1. The "Super-Computer" Muscle (GPU Acceleration)

Think of a normal computer processor as a single, very smart chef trying to cook a massive banquet. It's great, but it takes a long time.
The authors used GPUs (Graphics Processing Units), which are like a kitchen with thousands of tiny, fast chefs working simultaneously. Instead of one chef chopping onions, thousands chop at once. This allows the simulator to crunch the numbers for the entire chip in minutes instead of days or weeks.

2. The "Three-Legged Stool" (EM-Thermal-Mechanical Co-Simulation)

The simulator doesn't just look at one thing; it watches three things happening at the exact same time, like a director filming a complex scene with three cameras:

• The Electromagnetic Camera (The Signal): It tracks the electricity zooming through the wires. It sees the "lightning strikes" (signal bursts) as they happen.
• The Thermal Camera (The Heat): It sees the heat instantly. Because the electricity moves so fast, the heat doesn't have time to spread out. It creates tiny, scorching "hot spots" right where the electricity hits.
• The Mechanical Camera (The Stress): It watches the materials react. When a tiny spot gets super hot, it expands like a balloon. Since it's stuck next to cold material, it creates stress—like trying to stretch a rubber band too far. This is where cracks (delamination) start.

3. The "No-Blurring" Rule (Full-Scale, Non-Homogenized)
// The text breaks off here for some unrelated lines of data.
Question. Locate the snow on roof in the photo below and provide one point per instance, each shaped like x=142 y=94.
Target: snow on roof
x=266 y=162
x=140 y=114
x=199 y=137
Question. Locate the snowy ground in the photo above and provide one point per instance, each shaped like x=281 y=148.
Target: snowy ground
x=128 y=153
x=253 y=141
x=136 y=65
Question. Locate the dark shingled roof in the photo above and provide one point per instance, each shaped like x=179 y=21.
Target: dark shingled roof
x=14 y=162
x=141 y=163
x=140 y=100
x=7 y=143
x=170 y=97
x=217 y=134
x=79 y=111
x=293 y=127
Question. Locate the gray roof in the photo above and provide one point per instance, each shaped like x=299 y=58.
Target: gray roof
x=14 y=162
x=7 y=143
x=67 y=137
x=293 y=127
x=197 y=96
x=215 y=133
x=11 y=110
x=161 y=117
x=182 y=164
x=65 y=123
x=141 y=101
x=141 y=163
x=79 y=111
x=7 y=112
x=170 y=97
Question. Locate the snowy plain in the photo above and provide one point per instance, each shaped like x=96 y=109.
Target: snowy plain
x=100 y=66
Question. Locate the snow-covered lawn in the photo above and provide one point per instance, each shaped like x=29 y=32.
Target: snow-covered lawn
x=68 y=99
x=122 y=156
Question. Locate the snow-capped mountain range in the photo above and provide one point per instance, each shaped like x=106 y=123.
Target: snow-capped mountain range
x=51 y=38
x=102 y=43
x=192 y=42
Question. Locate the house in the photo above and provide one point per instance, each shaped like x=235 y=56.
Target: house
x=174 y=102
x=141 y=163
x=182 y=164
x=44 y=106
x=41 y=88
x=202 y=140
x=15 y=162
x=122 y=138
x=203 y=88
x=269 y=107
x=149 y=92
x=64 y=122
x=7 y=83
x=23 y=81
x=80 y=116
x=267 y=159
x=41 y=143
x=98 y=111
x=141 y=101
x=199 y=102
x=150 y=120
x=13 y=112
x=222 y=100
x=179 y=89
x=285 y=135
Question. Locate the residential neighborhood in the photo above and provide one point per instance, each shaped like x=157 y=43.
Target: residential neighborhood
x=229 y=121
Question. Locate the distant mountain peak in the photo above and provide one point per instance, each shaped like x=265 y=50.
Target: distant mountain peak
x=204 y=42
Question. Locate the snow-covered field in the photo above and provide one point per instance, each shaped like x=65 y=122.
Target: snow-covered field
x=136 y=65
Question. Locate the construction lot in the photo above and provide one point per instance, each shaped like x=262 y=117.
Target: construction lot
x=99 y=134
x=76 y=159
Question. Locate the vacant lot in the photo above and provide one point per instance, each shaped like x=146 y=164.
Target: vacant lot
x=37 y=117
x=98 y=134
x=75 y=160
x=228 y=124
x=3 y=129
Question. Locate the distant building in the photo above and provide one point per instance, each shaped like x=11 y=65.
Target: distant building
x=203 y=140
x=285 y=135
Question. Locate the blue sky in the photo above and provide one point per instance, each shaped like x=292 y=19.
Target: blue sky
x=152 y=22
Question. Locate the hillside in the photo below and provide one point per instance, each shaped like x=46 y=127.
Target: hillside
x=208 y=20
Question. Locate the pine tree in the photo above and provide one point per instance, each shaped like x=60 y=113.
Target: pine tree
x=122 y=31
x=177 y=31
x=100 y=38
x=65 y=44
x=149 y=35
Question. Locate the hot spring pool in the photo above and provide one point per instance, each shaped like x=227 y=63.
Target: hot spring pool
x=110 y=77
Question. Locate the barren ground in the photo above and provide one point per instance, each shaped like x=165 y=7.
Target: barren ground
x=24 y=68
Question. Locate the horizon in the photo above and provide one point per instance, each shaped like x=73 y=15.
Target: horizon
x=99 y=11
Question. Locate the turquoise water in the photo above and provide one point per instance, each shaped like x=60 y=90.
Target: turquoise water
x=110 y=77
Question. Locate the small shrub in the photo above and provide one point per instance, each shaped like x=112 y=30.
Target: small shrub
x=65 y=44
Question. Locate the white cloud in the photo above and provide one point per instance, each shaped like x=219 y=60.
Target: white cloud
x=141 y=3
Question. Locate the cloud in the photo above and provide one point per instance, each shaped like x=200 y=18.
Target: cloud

Old methods would say, "Let's just pretend all these tiny copper wires and glue are one big block of 'average material'."
This new tool says, "Nope. We see every single wire, every bump, and every layer."
It's the difference between looking at a crowd from a helicopter (where everyone looks like a blur) and looking at the crowd from the ground (where you can see one person tripping). The authors' tool sees the "trip" (the stress concentration) before it causes a pile-up (chip failure).

The Real-World Test

They tested this on a design based on a real, super-computer chip (the NEC SX-Aurora).

• The Old Way: Would have said, "Looks good! The average temperature is fine."
• The New Way: Spotted a hidden danger. It found that a specific burst of data caused a tiny, invisible "thermal shock" that created high stress right at the interface between two materials. This stress was so localized and fast that the old methods completely missed it.

Why This Matters

In the past, engineers would design a chip, build it, and then find out it failed during expensive final testing. This is like building a house, waiting until the roof is on, and then realizing the foundation is cracked.

This new tool allows designers to find the cracks while they are still drawing the blueprints. It brings "sign-off level" accuracy (the highest standard of safety) to the very beginning of the design process. It saves money, prevents failures, and ensures that the advanced chips of the future won't break under the pressure of their own speed.

In short: They built a super-fast, ultra-detailed microscope that lets engineers see the invisible, tiny explosions inside a chip before they happen, ensuring the final product is rock solid.

Technical Summary

Here is a detailed technical summary of the paper "Full-Scale GPU-Accelerated Transient EM-Thermal-Mechanical Co-Simulation for Early-Stage Design of Advanced Packages."

1. Problem Statement

In the early-stage design of advanced electronic packages (featuring 2.5D/3D integration and heterogeneous chiplets), engineers face a critical trade-off between simulation fidelity and computational turnaround time.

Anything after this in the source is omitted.